TA Mitchell (tmitchell@heidrick.com) is a principal in Heidrick & Struggles' London office and a member of Heidrick Consulting.

Sharon Sands (ssands@heidrick.com) is the leader of Leadership Development, Assessment, and Coaching for Heidrick Consulting and a member of the CEO & Board Practice; she is based in the London office.


The authors wish to thank Jenni Hibbert and Ryan Pastrovich for their contributions to this article.


1  Colleagues also consistently note three behaviors that hold leaders back now and undermine their potential: not taking ownership for shaping the work environment, having difficulty flexing between detail and the big picture, and being disorganized.

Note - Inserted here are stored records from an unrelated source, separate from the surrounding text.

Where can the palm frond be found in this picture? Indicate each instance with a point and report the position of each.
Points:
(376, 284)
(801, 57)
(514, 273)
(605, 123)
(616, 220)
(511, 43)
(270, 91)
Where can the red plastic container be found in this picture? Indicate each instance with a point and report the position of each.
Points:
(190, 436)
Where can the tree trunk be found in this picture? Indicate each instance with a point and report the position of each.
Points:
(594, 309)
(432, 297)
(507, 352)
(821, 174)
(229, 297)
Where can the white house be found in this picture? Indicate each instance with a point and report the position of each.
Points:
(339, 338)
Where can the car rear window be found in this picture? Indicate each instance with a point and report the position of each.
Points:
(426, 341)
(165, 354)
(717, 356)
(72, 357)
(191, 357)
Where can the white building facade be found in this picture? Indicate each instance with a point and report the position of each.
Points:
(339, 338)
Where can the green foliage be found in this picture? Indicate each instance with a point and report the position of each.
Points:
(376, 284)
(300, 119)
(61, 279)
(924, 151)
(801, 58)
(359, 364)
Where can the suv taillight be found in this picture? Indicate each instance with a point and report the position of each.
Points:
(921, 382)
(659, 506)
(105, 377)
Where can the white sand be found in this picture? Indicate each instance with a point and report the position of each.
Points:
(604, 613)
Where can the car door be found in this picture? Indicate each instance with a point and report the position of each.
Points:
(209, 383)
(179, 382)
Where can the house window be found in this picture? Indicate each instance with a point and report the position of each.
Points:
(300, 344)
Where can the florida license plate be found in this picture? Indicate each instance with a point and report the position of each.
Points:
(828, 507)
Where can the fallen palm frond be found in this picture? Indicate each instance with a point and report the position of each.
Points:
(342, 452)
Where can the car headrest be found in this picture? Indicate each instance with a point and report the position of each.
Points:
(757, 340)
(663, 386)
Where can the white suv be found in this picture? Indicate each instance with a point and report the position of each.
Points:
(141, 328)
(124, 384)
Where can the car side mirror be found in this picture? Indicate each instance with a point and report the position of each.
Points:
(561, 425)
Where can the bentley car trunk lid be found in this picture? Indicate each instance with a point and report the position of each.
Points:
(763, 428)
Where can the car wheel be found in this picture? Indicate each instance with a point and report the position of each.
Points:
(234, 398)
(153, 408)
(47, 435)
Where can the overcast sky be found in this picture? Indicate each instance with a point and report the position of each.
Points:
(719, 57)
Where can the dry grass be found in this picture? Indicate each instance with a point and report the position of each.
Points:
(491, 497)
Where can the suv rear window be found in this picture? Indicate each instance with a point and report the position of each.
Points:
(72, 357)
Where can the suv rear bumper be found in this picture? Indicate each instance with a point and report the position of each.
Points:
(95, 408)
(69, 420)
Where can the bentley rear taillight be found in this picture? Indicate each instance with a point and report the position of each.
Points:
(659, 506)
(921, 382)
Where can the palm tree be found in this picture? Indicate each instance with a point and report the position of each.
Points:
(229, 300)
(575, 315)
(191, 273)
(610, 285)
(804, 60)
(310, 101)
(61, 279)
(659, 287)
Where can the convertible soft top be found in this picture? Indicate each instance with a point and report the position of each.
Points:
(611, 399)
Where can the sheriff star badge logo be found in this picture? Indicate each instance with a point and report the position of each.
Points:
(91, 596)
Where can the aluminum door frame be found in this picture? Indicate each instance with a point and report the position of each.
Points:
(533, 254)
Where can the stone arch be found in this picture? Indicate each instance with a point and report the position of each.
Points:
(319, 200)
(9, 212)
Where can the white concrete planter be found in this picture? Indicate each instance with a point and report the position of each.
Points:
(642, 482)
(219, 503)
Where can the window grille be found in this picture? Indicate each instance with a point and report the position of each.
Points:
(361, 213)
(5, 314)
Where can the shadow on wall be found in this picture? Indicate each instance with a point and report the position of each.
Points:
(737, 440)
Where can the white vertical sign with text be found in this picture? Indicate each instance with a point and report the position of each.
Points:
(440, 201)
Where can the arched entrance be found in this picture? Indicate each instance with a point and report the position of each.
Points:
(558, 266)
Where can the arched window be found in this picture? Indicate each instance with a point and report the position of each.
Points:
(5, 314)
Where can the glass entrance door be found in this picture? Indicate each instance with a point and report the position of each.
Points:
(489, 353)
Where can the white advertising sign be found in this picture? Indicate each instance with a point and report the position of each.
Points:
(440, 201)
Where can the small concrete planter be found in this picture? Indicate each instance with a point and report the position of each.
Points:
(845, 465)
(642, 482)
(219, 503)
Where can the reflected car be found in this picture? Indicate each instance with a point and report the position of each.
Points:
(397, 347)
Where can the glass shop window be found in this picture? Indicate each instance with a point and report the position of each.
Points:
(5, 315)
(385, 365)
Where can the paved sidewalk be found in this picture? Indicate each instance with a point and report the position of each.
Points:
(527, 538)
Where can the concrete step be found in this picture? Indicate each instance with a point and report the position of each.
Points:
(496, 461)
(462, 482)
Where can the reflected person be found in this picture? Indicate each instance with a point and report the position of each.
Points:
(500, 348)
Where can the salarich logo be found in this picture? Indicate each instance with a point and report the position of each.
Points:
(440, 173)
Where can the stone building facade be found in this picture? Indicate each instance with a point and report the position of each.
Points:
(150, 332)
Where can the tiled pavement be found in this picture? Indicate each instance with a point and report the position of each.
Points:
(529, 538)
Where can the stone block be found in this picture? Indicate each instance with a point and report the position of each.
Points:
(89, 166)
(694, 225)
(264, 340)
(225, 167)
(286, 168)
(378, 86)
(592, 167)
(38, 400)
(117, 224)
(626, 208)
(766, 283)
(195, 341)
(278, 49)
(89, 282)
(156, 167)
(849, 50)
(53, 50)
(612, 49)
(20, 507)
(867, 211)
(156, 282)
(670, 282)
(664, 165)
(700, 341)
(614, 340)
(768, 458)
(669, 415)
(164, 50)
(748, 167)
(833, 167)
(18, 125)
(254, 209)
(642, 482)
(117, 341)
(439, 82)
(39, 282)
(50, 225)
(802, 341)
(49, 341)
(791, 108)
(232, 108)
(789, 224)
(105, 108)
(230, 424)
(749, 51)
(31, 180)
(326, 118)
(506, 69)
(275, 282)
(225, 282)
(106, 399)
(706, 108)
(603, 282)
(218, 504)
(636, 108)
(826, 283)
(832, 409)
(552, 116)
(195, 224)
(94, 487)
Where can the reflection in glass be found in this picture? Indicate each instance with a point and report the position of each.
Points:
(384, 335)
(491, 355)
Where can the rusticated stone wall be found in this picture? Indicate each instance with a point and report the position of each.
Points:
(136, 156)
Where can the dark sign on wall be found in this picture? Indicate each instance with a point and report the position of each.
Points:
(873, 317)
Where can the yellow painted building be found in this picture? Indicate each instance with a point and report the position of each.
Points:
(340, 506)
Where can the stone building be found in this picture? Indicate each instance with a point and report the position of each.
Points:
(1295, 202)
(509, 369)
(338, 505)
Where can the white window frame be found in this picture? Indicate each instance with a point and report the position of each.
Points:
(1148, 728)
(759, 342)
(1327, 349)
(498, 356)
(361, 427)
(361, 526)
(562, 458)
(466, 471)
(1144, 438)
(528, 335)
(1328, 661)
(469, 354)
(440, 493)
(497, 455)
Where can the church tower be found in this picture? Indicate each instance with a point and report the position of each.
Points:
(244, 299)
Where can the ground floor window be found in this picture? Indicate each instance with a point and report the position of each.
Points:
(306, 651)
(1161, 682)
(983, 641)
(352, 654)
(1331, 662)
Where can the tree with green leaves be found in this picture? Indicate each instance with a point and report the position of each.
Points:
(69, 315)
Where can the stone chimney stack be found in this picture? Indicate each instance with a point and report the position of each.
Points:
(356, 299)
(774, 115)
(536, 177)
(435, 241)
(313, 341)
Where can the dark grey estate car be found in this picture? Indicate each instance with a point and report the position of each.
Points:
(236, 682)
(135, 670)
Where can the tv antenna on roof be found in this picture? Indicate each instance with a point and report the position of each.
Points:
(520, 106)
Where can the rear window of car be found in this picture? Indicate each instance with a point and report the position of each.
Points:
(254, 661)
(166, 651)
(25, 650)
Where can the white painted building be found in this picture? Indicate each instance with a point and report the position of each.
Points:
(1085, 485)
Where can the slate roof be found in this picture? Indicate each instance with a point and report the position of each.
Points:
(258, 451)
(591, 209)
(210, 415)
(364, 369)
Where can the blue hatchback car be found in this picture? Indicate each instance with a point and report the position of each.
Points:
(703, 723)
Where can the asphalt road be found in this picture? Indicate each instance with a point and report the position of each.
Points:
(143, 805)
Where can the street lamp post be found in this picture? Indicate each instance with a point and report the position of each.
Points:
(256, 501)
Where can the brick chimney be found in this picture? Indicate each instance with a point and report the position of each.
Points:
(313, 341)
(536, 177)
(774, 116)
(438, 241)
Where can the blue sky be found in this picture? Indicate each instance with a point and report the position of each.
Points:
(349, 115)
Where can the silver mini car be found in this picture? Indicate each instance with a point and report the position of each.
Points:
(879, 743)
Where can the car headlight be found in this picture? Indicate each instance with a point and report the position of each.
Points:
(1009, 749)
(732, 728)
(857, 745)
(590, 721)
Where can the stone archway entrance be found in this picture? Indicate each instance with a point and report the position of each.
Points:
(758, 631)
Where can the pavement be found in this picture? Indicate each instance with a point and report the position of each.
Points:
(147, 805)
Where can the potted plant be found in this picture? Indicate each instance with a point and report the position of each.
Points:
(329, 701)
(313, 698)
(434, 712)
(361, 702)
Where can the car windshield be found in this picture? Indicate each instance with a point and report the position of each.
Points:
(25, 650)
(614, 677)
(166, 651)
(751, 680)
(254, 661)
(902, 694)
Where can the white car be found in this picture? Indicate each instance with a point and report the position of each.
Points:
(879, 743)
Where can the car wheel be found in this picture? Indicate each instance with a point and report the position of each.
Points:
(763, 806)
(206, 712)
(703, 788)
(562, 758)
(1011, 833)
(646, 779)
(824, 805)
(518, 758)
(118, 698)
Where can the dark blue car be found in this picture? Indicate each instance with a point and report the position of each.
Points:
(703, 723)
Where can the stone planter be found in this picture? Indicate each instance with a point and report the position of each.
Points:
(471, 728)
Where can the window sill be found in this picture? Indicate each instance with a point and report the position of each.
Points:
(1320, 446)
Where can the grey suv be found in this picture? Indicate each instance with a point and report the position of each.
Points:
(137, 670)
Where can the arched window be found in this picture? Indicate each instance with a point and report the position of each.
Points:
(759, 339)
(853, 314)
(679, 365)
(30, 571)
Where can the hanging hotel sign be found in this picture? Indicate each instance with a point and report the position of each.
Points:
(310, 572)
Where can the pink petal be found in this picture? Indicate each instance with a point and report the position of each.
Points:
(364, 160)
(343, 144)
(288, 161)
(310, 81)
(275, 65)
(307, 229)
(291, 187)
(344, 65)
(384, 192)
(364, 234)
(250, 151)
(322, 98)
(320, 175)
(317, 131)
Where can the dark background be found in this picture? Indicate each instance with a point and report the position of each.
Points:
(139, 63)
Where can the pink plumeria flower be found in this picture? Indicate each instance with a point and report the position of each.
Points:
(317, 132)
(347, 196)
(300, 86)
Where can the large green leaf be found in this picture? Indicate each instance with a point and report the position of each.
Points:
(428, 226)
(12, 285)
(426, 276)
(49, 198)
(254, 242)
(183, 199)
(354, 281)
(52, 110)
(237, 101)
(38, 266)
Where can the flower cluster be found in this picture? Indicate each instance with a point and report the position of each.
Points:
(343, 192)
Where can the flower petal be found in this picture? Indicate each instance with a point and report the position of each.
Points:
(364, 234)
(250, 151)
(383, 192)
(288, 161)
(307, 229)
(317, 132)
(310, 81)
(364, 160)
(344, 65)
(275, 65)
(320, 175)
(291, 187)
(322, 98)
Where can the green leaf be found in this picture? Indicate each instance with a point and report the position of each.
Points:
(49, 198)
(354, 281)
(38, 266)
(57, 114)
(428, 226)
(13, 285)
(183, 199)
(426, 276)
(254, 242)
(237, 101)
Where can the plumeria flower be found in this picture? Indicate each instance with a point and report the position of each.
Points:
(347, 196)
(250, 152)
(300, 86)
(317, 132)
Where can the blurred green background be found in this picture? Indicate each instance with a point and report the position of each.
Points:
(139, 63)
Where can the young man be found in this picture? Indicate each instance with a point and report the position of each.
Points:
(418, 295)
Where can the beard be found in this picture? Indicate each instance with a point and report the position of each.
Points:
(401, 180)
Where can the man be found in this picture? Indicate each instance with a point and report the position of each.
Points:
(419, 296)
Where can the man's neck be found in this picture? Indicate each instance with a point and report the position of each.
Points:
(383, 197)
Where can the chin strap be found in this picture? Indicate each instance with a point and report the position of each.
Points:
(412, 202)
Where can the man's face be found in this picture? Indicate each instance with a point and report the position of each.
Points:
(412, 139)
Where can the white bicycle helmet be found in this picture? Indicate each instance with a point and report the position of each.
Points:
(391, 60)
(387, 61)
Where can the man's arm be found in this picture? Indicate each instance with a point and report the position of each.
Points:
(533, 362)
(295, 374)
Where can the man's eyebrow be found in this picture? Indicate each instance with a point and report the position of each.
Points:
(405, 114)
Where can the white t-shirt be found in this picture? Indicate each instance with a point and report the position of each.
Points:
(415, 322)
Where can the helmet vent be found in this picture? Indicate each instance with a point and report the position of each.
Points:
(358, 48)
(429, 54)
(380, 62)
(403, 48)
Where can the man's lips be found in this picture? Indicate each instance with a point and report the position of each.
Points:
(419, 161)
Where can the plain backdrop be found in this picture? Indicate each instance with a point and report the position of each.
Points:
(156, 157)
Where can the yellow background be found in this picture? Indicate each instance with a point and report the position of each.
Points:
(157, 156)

2  For example, in 2020, the gap in CEO succession rates in the S&P 500 was 2.2 percent (12.7 percent of poorly performing companies minus 10.5 percent of better performers), down from 8.9 percent in 2019. But while the gap between succession rates at higher and lower performing companies is narrowing, succession due to poor ethical performance is increasing: of the 18 unplanned CEO successions announced in the Russell 3000 in 2020, 38.9 percent were due to situations of personal misconduct—whether sexual harassment or abuse of power or other types of violation of the company’s code of conduct. For more, see Francine McKenna, Jason D. Schloetzer, and Matteo Tonello, CEO Succession Practices in the Russell 3000 and S&P 500: 2021 Edition, The Conference Board, June 22, 2021.